One thing no one has commented on, is the bent bow arm considered bad form ? I have seen the pic of the arm with the bones shown and I am not like that. I started doing this with my HCA bow when I was messing around trying to get the valley a little longer. In doing so I shortened the draw length, and left the draw stop as it was to lengthen the valley and tried shooting. With the short draw I had to bend my bow elbow to get my anchor point were I wanted it. It feels very comfortable and I enjoy shooting this way, well the new Elite E35 came with the requested 29" modules and I was at that same little bit short draw length so I have stuck with it. I am capable of shooting well [for my class SHC] last weekend I shot a 297 w/12X's and I thought I had a poor day with my yardage estimation. Especially the last 8-10 targets that were either uphill or downhill.
Well I do have 29.5" draw modules coming so I will play with that after Bedford. Thanks again, being involved in this forum makes AT enjoyable again.


----------



## SonnyThomas (Sep 10, 2006)

small set of Allens in my pocket, shine like chrome. Loan them from time to time, within my eye sight.


----------



## Shogun1 (Jan 31, 2015)

"Third, again if it is working for you ... but I would not advocate for deliberately collapsing on the bow side. The challenge is always collapsing to the exact same position and not fatiguing because you are having to recruit the triceps to prevent your arm from bending even further."

??????

Bent arm???


----------



## subconsciously (Aug 22, 2009)

wannaBelkhuntin said:


> It feels very comfortable and I enjoy shooting


Comfortable does not always mean correct.


----------



## Chris1ny (Oct 23, 2006)

Prefer my elbow straight, but not locked. Locked elbow causes tenderness on my elbow joint.


----------



## wannaBelkhuntin (Jul 3, 2006)

So is bending my bow arm elbow "considered a bad thing" ?
Padgett, I just got a great deal on an Xpedition Perfection that I will set up as a second bow. Being a 3D shooter will you be at Bedford this weekend ?
Thanks to all


----------



## wannaBelkhuntin (Jul 3, 2006)

Shogun1, I believe my elbow/arm always comes back to the same position as I draw the bow the same every time and then allow everything to move back as I anchor. I have been shooting this way for about a year so I wouldn't think fatigue would be a factor other than I am 58 and had a heart attack 19 months ago but I don't let that concern me.
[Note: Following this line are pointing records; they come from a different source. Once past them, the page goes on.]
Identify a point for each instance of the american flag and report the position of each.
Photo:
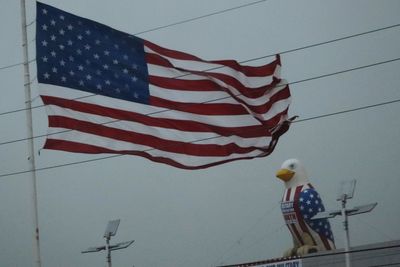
(299, 205)
(107, 91)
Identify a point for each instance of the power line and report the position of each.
(222, 98)
(119, 155)
(161, 27)
(262, 57)
(200, 17)
(253, 59)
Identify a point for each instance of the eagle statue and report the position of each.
(300, 202)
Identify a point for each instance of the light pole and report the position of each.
(111, 230)
(346, 191)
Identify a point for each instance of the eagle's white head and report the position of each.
(293, 173)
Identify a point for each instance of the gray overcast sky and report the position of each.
(230, 213)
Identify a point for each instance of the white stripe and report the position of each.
(166, 134)
(191, 65)
(191, 96)
(166, 72)
(187, 160)
(221, 120)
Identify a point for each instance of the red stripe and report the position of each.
(194, 149)
(200, 108)
(69, 146)
(184, 85)
(265, 107)
(227, 79)
(298, 235)
(322, 237)
(182, 125)
(288, 192)
(251, 71)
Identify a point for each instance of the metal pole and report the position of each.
(346, 230)
(108, 251)
(29, 121)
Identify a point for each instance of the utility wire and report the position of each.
(245, 61)
(162, 27)
(258, 58)
(119, 155)
(200, 17)
(213, 100)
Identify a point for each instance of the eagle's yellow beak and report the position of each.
(285, 174)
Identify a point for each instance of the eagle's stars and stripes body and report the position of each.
(299, 205)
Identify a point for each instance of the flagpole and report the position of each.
(31, 154)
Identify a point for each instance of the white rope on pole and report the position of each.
(30, 148)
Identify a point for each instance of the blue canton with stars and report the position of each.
(82, 54)
(310, 204)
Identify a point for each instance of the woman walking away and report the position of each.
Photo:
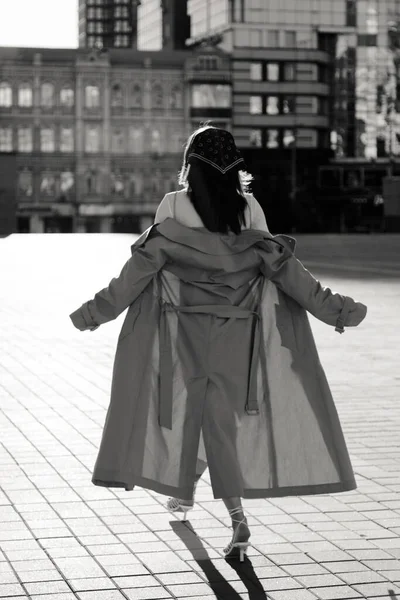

I am new to competitive archery as the Worlds last Summer was my first ever competitive shoot. I shot the Winter Cam Classic in Rochester NY this past winter and now I have shot the first leg of the NYS 3D Challenge with a 297 13X's and the first leg of the Lake Erie Triple Crown with a 299 12x's in IBO SHC so for a newbe I feel I am off to a good start. Looking forward to Bedford this coming weekend. As some of you have said I need to put the new stuff away and pay attention to the task at hand. It's going to be a fun summer.
Thanks to all of you,
Dave


----------



## SonnyThomas (Sep 10, 2006)

Arguments and personal preference abound. This "kid" isn't a slouch.


----------



## subconsciously (Aug 22, 2009)

SonnyThomas said:


> Arguments and personal preference abound. This "kid" isn't a slouch.


Yep. Chance is a pretty solid shooter.


----------